I've been saying this for a while, but we now have a study showing that, notwithstanding the pious hand wringing about the inflation on poor people, low wage workers benefited from more from the tight labor market than any other group following the lock-down induced recession.
Labor market tightness following the height of the Covid-19 pandemic led to an unexpected compression in the US wage distribution that reflects, in part, an increase in labor market competition. Rapid relative wage growth at the bottom of the distribution reduced the college wage premium and counteracted nearly 40% of the four-decade increase in aggregate 90-10 log wage inequality. Wage compression was accompanied by rapid nominal wage growth and rising job-to-job separations—especially among young non-college (high school or less) workers. Comparing across states, post-pandemic labor market tightness became strongly predictive of real wage growth among low-wage workers (wage-Phillips curve), and aggregate wage compression.
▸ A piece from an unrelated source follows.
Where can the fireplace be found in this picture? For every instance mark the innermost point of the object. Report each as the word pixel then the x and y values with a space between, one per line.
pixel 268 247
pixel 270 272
Simultaneously, the wage-separation elasticity—a key measure of labor market competition—rose among young non-college workers, with wage gains concentrated among workers who changed employers. Seen through the lens of a canonical job ladder model, the pandemic increased the elasticity of labor supply to firms in the low-wage labor market, reducing employer market power and spurring rapid relative wage growth among young noncollege workers who disproportionately moved from lower-paying to higher-paying and potentially more-productive jobs.
This is true, and has been obvious since the start of the pandemic.
The people economists and politicians sound the alarm on inflation don't care about poor people, they just think that "The help" is getting uppity.